Woods has made comebacks at Augusta National before, and given how good he looked at the PNC in December -- and how much time he had to get back into playing shape -- it's feasible that he could tee it up at the first major of the year.

Late last week, it was reported that the Big Cat was stirring once again.

This single report, of course, doesn't mean anything in the grand scheme of the Masters or of Tiger's career. It does indicate, however, that a Masters comeback many didn't think was possible as recently as a month ago remains up in the air for the best to ever do it.

Greg DuCharme -- who used to work at Medalist, where Tiger plays -- confirmed on the First Cut podcast Sunday, that Tiger only walks Medalist (specifically with caddie Joe LaCava) when he's preparing for something meaningful, which leads me to believe that regardless of whether Tiger plays this year's Masters, he's at the very least considering it.

We likely won't know the end result here until the beginning of Masters week, which means the next seven days are going to teem with rumors upon rumors upon rumors. That will be exhausting, but if the payoff is that a 15-time major winner plays professional golf for the first time in 18 months just over a year after nearly losing one of his limbs, then perhaps the payoff will be worth it.

What's flabbergasting is going back to May 2021 and trying to explain to anyone listening that Phil Mickelson, who had just stunningly won the PGA Championship, was not going to play in the 2022 Masters but Tiger, who we hadn't seen in several months and may or may not have been in a wheelchair at the time, actually might.

Mickelson's name was removed from the field list, and a source confirmed to CBS Sports that he will officially not play in the event.

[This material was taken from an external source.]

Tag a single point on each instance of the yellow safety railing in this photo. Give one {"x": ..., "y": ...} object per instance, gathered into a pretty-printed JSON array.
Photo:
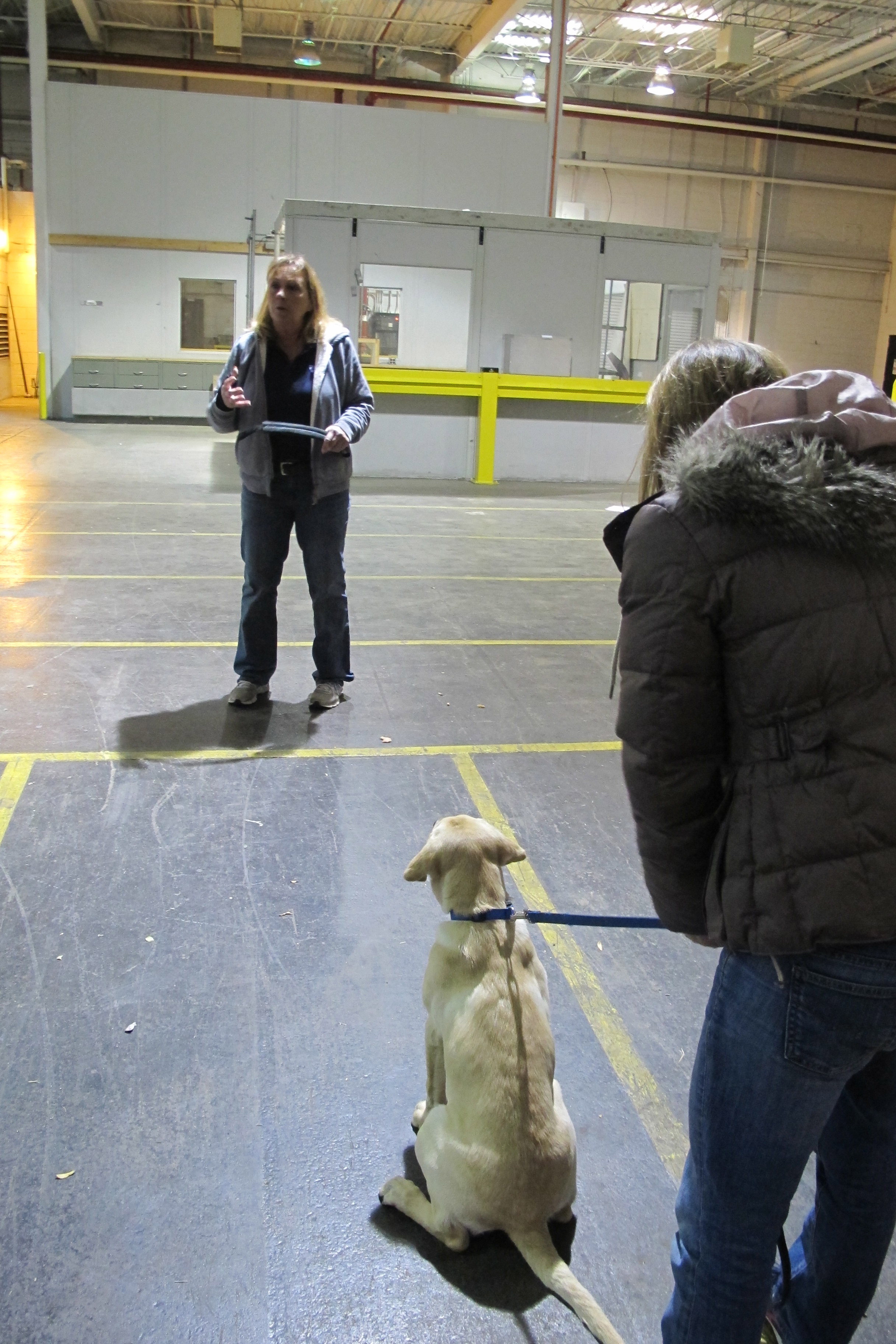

Tiger's name is still listed for now, although that could obviously change up until the Thursday morning when the tournament starts. Either way, he will almost certainly be there for the Tuesday evening Champions Dinner, which will be hosted by last year's winner, Hideki Matsuyama.

What does not square up is the idea that Tiger would play in a tournament he almost certainly knows he can't win. He admitted recently that it took him months and months of building up to win the 2019 Masters.

That's never really been a reality at any point in his career, but in his recent public appearances, Tiger has seemed more at peace with his career and himself than ever before. That implies there's a potential playing scenario hat he would have considered unthinkable at other points of his career. Woods might tee it up at the Masters, not because he believes he can win, but simply because he misses being there and playing in the most prestigious golf tournament in the world.

His return has, for the last 15 months, always seemed to be a speck on the horizon, a point out in front of him (and us) that didn't necessarily seem unattainable but did not feel imminent. That's the nature of car crashes involving golfers who have endured more surgeries than most folks have PGA Tour wins.

Now that we've reached the Masters -- this fully-attended April Masters, which has also seemed so far away for the past few years -- it suddenly no longer feels that way.

Tiger still might not play Augusta National this year, but there is at least hope -- a hope that has seemed enveloped in sadness and nostalgia for the past year -- that he could.

Woods' last April trip to Augusta was astonishing. He held off Brooks Koepka, Xander Schauffele, Dustin Johnson and Patrick Cantlay to win his fifth Masters and 15th major championship, and he did it all at the age of 43 at a point in time when his career was presumed (even by him) to be over. His spine had been fused together, and the rest of his body operated on innumerable times.

That moment, that Sunday afternoon at Augusta National Golf Club, was as storybook as sports get. And yet, three years, several more surgeries and one horrific day in Los Angeles later, it seems that Tiger just teeing it up at Augusta National this time around would be equally remarkable.